Kruso, der Debütroman des Lyrikers Lutz Seiler, ist eine hypnotische Erzählung über die Sehnsucht nach einem eigenen Platz in der Welt, nach selbstbestimmtem Sein. Es ist eine Geschichte, die uns mitnimmt in den Klausner, eine sagenumwobene Gaststätte, die viel mehr als das ist – eine Arche für die „Schiffbrüchigen“ der DDR, die es nach Hiddensee zog in der Hoffnung auf etwas Freiheit. Es ist aber auch die Geschichte Krusos, der als „Kapitän“ des Klausners (wenn nicht gar der ganzen Insel), diesem Freiheitswunsch menschliche Verkörperung geworden ist.

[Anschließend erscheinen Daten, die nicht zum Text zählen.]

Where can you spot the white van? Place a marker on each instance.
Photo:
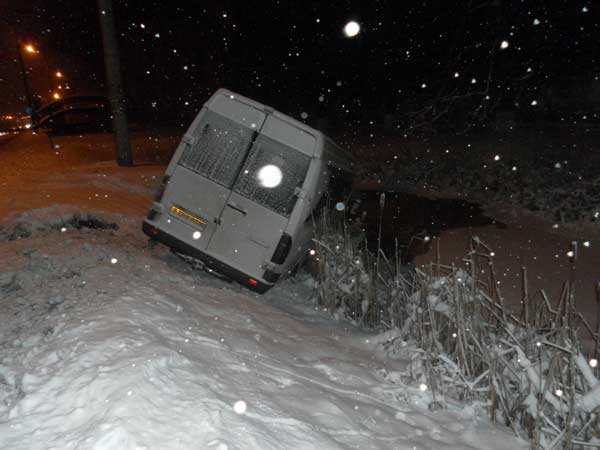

Seiler schreibt in feinster, dichter Prosa und einem, dem Lyriker eigenen, traumwandlerischen Sprachgefühl. Er nimmt uns mit auf eine mythische Reise, die außerhalb von Zeit und Raum ihren Zauber entfaltet und hinter der doch stets der tiefe Ernst großer Unterdrückung lauert – wie die Patrouillenboote vor der Insel, oft im Nebel verborgen, aber nie vergessen.
Und trotzdem: Selten wünschte man sich so sehr, neben die Figuren in die Geschichte hineingestellt zu werden, um für einen kurzen Moment die Magie dieses Ortes gespürt zu haben.